The Big Lowdown: Roving through Mears Park; photo by Michal Daniel
Updates
“I know it will be a long time before I’m walking those familiar streets thoughtlessly again, without imagining these stories in their shadowed corners,” Susannah Schouweiler, Knight Foundation, on The Big Lowdown.
Supported by an exchange grant from the Network of Ensemble Theatres and the Minnesota State Arts Board, Bedlam Theatre and Live Action Set joined forces to create a performative exploration through the architecture and hidden treasures of Lowertown neighborhood in August. “The Big Lowdown” performance began in the bustling hall of the historic and newly renovated St. Paul Union Depot where audience members sorted into groups and set out on a guided adventure through activated landscapes. Directed by Live Action Set Artistic Director Noah Bremer, “The Big Lowdown” began as a riff on Bedlam’s signature ten-minute play festival, but this time it had a Lowertown twist—we worked with community director Irna Landrum and four local talent scouts (Barry Madore, Tyler Olsen, Kathy Mouacheupau, and Becky Dale) to attract a diverse group of local performers, many of whom were new to Bedlam and new to each other, but familiar with Lowertown from work and home.
Encountering short performance pieces set against concrete walls, along green parks, smooshed in alleyways, stairwells, elevators, skyways, huddled below underpasses, and ending with The Next Generation Drum Corps on the East Plaza of Union Depot, The Big Lowdown featured 11 different short performances. Breakdance, modern dance, storytelling, live music, silent drama, and interactive community mailboxes featured a cast of 40 in what Scott Pakudaitis, one of the most prolific theatre-goers in town as well as Bedlam’s Board President, called the most diversely attended production he had ever seen in terms of age, race, class, and artistic experience. A significant portion of the audience were local passersby who joined in the adventure by attaching to a “roaming group” midshow. Each group was led by a tour guide, at least one of whom was dressed like a giant dog and introduced himself as Rover, who pointed out historical points of interest (some fictional, some not) and kept the logistics of the tightly timed performances on track.
Ben Krywosz, Artistic Director of Nautilus Music Theater said of the night “What a great experience, a major asset to the community, you guys really pulled it off. As a resident in Lowertown for 26 years, it was thrilling.”
Recent Wins
-- The Big Lowdown received many positive reviews and support from local blogs and newspapers, including the St. Paul Neighborhood News, Pioneer Press, TC Daily Planet, MPR, ArtHounds, City Pages, Secrets of the City, and social media (more photos here). And we’ve been hearing from people who missed out on the adventure already asking what weekend we plan to do it again next year.
-- Our pals at the Saint Paul Almanac have just released the 2014 edition of their literary and travel guide book featuring stories and poems by more than 100 area writers from the area. The book launched last week with a celebration party in Lowertown featuring refreshments, live music, and an art gallery with photos from our performance at Union Depot last December.
-- All this creative-placemaking has led us to a significant organizational insight . . .
Insight/Provocation
One exuberant father attending The Big Lowdown exclaimed to the Roamer, “This is so much fun; I can’t believe something like this can happen! I want to quit my job and become an artist!” That statement triggered a moment of clarity for Bedlam Lowertown Venue Director Lucas Koski, leading to a breakthrough in our organizational goals under a three-point strategy “Engage, Occupy, Enliven.”

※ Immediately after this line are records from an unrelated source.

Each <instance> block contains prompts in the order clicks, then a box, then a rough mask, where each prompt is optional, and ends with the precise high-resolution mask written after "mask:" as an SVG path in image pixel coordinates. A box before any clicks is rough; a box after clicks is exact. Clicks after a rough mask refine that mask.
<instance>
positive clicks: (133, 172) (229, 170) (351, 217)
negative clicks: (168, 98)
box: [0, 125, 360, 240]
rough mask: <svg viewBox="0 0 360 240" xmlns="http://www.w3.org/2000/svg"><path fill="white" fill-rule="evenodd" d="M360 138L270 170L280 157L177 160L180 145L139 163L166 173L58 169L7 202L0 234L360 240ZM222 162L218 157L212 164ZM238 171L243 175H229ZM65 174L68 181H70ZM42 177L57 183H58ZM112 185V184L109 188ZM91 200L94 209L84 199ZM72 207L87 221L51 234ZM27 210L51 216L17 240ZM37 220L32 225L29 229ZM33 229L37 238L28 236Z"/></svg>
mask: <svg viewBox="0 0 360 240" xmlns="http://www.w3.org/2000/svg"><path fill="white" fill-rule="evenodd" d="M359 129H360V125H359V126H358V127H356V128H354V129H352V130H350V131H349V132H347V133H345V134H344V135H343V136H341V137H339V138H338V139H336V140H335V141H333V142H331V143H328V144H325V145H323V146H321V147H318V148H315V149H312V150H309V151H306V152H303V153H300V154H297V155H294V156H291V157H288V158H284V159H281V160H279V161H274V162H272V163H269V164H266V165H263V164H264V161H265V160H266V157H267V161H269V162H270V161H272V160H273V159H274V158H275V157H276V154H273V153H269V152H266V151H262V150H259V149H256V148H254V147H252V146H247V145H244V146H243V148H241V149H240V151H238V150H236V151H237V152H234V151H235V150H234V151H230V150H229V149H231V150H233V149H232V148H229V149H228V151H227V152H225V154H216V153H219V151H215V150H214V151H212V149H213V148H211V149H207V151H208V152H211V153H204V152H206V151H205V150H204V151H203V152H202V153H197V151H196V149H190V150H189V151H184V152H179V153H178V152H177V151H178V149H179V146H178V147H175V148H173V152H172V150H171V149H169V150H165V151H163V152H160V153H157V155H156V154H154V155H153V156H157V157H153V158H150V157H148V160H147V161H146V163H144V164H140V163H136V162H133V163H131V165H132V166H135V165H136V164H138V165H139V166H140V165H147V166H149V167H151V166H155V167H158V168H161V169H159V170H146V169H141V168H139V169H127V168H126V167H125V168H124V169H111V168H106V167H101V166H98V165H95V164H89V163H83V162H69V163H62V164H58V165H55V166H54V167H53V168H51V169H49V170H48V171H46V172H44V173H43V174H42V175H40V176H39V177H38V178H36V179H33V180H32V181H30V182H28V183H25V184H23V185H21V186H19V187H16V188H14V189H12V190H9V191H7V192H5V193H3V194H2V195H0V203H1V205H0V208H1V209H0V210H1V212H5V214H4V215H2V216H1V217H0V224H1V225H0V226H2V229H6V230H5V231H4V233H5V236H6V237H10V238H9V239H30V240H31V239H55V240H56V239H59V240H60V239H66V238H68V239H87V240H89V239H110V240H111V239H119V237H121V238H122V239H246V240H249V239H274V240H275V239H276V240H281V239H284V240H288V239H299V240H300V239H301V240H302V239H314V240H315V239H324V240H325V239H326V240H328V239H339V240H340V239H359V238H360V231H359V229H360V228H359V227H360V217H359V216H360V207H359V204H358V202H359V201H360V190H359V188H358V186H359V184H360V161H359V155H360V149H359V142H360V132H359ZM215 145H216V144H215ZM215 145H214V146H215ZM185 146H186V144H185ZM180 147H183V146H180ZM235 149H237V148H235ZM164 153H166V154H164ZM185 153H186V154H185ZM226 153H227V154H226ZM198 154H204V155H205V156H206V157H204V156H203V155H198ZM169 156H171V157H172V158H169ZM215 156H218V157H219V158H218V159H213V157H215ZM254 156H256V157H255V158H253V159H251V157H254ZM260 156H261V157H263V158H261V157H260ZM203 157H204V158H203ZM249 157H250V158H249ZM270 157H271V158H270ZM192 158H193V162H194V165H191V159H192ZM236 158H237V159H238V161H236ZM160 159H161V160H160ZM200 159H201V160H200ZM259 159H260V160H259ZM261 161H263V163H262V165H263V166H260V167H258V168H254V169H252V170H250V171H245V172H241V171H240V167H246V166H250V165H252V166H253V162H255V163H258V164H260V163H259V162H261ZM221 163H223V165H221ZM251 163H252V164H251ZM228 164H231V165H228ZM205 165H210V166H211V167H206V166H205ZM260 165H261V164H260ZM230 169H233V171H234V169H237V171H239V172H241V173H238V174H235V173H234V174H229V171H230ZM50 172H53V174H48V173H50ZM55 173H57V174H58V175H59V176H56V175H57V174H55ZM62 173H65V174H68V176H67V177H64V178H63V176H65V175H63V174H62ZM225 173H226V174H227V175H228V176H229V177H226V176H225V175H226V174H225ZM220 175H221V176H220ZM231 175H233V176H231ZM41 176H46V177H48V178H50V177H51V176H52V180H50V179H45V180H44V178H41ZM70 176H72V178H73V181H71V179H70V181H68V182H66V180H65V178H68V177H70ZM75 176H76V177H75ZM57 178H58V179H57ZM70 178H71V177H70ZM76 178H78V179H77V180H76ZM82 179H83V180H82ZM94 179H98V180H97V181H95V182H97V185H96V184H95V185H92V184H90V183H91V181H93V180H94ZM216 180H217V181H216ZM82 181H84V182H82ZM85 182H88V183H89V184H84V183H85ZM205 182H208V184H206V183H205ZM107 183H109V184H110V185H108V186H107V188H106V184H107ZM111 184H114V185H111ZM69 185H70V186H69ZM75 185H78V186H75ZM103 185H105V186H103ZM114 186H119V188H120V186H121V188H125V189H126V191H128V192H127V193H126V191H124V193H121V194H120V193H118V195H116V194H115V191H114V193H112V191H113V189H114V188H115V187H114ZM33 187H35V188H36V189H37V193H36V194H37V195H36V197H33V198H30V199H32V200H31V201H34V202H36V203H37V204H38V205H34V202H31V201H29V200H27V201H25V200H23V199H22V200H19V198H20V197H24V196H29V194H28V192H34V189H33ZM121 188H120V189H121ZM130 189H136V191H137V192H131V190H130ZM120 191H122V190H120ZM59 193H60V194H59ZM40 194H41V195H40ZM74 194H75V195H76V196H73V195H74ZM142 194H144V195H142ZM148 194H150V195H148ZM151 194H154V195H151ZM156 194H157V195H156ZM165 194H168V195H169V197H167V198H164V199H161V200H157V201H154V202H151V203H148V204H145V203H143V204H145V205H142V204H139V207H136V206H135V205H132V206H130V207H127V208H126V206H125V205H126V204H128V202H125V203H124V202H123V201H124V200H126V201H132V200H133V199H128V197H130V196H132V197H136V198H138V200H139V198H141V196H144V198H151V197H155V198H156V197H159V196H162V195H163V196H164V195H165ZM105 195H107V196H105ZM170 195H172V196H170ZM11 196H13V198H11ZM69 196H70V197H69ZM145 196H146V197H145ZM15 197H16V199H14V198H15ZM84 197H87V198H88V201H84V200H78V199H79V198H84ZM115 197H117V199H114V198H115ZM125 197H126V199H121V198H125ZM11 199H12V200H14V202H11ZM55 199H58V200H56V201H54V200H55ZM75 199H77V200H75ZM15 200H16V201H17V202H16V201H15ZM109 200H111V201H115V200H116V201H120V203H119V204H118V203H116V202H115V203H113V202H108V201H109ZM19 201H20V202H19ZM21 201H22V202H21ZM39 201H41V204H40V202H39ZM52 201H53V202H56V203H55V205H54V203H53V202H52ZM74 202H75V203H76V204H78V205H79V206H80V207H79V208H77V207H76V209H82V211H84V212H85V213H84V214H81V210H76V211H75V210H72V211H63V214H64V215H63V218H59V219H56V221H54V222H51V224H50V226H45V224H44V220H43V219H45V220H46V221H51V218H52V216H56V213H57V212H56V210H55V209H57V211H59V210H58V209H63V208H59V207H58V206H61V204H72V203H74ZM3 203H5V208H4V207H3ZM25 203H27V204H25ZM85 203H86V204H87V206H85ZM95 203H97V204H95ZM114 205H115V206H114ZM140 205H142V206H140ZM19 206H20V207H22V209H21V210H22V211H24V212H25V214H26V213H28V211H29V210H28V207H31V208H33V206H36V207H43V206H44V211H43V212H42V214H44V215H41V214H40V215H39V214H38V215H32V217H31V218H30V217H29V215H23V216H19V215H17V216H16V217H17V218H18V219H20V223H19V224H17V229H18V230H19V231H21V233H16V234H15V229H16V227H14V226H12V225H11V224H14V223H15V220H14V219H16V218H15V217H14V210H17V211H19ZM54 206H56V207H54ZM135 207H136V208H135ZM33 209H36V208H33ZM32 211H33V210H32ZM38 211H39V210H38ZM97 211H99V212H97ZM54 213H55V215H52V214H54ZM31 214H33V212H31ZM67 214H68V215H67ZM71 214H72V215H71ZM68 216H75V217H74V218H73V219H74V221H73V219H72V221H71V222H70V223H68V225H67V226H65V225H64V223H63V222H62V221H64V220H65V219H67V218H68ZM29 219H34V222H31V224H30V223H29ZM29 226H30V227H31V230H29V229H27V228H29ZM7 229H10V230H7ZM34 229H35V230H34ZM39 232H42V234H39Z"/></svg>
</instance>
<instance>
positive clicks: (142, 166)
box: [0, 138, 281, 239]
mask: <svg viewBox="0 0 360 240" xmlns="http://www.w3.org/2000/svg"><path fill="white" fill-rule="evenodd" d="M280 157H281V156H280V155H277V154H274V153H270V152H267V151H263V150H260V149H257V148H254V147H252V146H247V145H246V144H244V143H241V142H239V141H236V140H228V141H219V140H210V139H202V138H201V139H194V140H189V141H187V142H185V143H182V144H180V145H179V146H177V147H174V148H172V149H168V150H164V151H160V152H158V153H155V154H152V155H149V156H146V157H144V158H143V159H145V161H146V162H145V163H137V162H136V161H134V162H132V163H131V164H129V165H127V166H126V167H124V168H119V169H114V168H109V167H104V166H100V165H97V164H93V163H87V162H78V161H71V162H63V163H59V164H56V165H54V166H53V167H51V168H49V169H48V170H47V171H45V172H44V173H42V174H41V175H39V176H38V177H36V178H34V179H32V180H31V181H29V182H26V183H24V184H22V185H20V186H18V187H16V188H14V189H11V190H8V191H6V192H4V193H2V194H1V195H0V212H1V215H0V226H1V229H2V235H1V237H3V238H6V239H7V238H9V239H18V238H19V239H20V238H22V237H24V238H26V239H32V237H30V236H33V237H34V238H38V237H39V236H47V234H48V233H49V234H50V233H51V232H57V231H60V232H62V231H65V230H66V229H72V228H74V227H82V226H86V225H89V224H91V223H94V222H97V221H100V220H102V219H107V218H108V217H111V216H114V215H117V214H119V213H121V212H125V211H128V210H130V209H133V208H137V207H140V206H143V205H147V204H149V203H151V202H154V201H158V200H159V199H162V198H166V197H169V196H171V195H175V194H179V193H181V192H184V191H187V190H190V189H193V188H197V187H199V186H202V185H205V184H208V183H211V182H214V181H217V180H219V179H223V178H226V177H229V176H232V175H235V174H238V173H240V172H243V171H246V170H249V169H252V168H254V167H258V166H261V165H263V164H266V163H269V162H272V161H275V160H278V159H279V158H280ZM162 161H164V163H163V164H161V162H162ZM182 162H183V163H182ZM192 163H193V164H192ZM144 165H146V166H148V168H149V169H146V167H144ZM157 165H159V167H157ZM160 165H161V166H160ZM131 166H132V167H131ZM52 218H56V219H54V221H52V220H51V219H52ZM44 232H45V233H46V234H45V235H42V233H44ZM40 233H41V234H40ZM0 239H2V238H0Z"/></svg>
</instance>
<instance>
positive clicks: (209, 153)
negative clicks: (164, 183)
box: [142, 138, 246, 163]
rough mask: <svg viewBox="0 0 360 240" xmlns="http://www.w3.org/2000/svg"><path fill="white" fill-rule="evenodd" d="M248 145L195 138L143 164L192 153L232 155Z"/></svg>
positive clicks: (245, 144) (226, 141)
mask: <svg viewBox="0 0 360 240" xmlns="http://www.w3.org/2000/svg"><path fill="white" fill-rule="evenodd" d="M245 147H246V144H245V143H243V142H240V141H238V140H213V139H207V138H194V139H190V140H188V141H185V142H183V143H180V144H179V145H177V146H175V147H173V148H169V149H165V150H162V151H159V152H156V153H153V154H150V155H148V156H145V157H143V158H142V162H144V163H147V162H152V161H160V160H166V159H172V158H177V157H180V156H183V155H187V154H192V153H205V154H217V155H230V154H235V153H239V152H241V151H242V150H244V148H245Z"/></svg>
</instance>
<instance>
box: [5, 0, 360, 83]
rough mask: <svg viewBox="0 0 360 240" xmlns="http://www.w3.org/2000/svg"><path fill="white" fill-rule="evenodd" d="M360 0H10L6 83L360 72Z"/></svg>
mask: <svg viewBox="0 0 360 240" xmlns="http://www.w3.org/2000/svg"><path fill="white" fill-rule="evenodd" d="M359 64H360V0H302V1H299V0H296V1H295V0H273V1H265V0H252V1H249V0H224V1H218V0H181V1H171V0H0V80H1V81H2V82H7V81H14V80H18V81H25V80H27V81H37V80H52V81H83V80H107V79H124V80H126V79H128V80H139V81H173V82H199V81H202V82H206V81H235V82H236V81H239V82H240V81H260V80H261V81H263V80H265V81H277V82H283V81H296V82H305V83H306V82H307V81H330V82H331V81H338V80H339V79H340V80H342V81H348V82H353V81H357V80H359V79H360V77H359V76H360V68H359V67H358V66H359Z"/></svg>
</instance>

Bedlam Engages: We deny isolation, bringing the community and context into the creative process and bringing creative processes into the community. To do this effectively, and to make resonant work, we have found it essential to provide a welcoming social framework with hospitality and a vibrant atmosphere. Once you are engaged in Bedlam, you are supported to grow creatively as an artist and a community leader.
Bedlam Occupies: Within our venues and mobile events, we occupy spaces for new work development that encourage risk-taking through engagement. We’re testing models for hybrid theatre venues based on sustainable revenue sources, and we want those models to spread. But occupy is also the root of occupation, latin for “to seize, to fill, or to keep active.” While Bedlam activities and venues fills and enlivens a space, working as an artist fills and enlivens a person. At Bedlam, we want everyone to feel empowered to become an artist, because we see artistry as an occupation, not a job. To the father who attended The Big Lowdown, if you’re out there, give us a call and we’ll see what we can do together.
Bedlam Enlivens: Through presentations of guest productions, cabarets, and events, through productions of original work engaging community members, through building partnerships and community programming, and through fostering new works and new artists, Bedlam enhances opportunity for involvement in all of our activities. Our impact ripples through communities with more occupations, more engagement, and more spin-off enterprises. The impact of having humans interacting in creative and vibrant social atmosphere is beneficial for individuals, communities, and neighborhoods—the foundation of creative placemaking.